Low accuracy with resnet50 for kaggle dog breeds competition

Hi there!

I finished v1 part1 around the holidays, and with a few people from work have been trying different networks for a kaggle competition: https://www.kaggle.com/c/dog-breed-identification. More to see what gives us better results than actual submission. I decided to give resnet50 a go, and came out with really low accuracy, like < 1% with my sample set. With the full dataset, it unfortunately is not much better. However if i use the same sample set with VGG16 i get about 31% accuracy on first go. Which seems like an okay starting point.

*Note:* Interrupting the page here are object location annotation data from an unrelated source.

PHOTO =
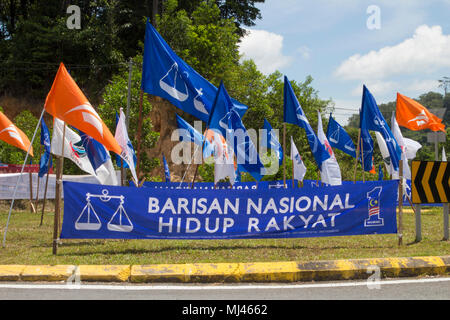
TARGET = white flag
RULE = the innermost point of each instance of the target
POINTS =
(330, 172)
(412, 147)
(402, 143)
(74, 150)
(106, 174)
(73, 146)
(299, 166)
(121, 136)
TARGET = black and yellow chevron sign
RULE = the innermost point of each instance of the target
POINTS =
(430, 182)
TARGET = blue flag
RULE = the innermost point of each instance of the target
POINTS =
(44, 164)
(226, 121)
(119, 161)
(372, 119)
(95, 151)
(294, 114)
(166, 169)
(194, 136)
(165, 75)
(366, 149)
(272, 141)
(339, 138)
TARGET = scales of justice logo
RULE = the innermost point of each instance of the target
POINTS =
(373, 204)
(89, 220)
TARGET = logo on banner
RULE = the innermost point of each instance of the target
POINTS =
(373, 199)
(89, 220)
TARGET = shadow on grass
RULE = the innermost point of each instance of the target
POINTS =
(175, 248)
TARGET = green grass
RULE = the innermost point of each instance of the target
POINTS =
(27, 243)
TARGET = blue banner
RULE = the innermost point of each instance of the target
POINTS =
(111, 212)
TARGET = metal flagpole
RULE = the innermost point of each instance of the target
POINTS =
(20, 176)
(59, 172)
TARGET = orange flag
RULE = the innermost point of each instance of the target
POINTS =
(67, 102)
(13, 135)
(412, 115)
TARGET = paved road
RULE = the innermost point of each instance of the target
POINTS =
(435, 288)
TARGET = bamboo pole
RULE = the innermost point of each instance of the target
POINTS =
(284, 158)
(357, 155)
(363, 160)
(58, 189)
(400, 204)
(20, 177)
(45, 191)
(138, 156)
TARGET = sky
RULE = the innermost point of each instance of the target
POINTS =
(390, 46)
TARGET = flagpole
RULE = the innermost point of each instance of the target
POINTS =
(362, 159)
(189, 165)
(59, 172)
(357, 155)
(46, 187)
(30, 178)
(37, 184)
(293, 179)
(20, 176)
(284, 158)
(196, 167)
(400, 203)
(141, 99)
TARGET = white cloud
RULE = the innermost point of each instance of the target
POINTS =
(265, 48)
(304, 52)
(425, 52)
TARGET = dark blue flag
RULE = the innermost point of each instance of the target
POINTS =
(165, 75)
(166, 170)
(272, 141)
(95, 151)
(44, 164)
(380, 172)
(339, 138)
(194, 136)
(294, 114)
(226, 121)
(372, 119)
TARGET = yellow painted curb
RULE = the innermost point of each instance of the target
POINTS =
(234, 272)
(104, 273)
(11, 272)
(47, 273)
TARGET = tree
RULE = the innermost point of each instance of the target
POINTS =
(115, 97)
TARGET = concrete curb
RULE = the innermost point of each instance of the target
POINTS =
(232, 272)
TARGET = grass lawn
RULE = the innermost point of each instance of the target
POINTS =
(27, 243)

I’ve tried things like batch norm, image augmentation, re-adjusted my sample sets, etc. Haven’t been able to improve resnet. I put together a quick code sample, reproducing it with the resnet50.py provided in the course files. (I was using the keras.applications.resnet50).

Is there something I’m missing, or is resnet perhaps ill suited for this case?

from keras.preprocessing import image
from __future__ import print_function
import resnet50; reload(resnet50)
from resnet50 import Resnet50 as RN50

path = "dog-breeds/sample/"

model = RN50()
batches = model.get_batches(path + "train", batch_size=16)
val_batches = model.get_batches(path + "valid", batch_size=16, shuffle=False)
model.finetune(batches)
model.fit(batches, val_batches)

To talk about the data for a second. The competition has 120 categories. Each category has anywhere from 66-110ish images. For each category i took 10% of the train images and moved them into a validation folder. For the sample set, i took 20 of each category for training, and 5 for each validation. This does feel really small to me, but as I said the full dataset doesn’t fair much better for resnet.

Here’s the output of the single epoch finetune:

Found 2400 images belonging to 120 classes.
Found 600 images belonging to 120 classes.
Epoch 1/1
2400/2400 [==============================] - 28s - loss: nan - acc: 0.0083 - val_loss: nan - val_acc: 0.0083

Loss being nan is also concerning. I haven’t seen this in my larger notebook, much larger loss numbers though. 10-15.

Now here’s the VGG:

Epoch 1/1
2400/2400 [==============================] - 36s - loss: 4.9095 - acc: 0.3150 - val_loss: 2.3816 - val_acc: 0.5317

To compare, here’s resnet against the full set:

Found 9189 images belonging to 120 classes.
Found 1033 images belonging to 120 classes.
Epoch 1/1
9189/9189 [==============================] - 95s - loss: nan - acc: 0.0078 - val_loss: nan - val_acc: 0.0077

The new pytorch version of the course tackles this dataset with resnet FYI - and gets great results! :slight_smile:

Interesting! I’m looking to start v2 pretty soon, so I have that to look forward to. Running Cuda 8 on this machine, with keras & theano. So i’ll have many things to update. Though I find it interesting the pytorch version of essentially the same network performs better. :thinking:

Im getting similar results, havent tried running this with pytorch yet. Why are the results that much better?

Why the initial accuracies on fast ai is even better than pytorch or keras. When we start training as we are using pretrained model initial accuracy must be similar in both cases but fast ai gives better accuracy than even pytorch.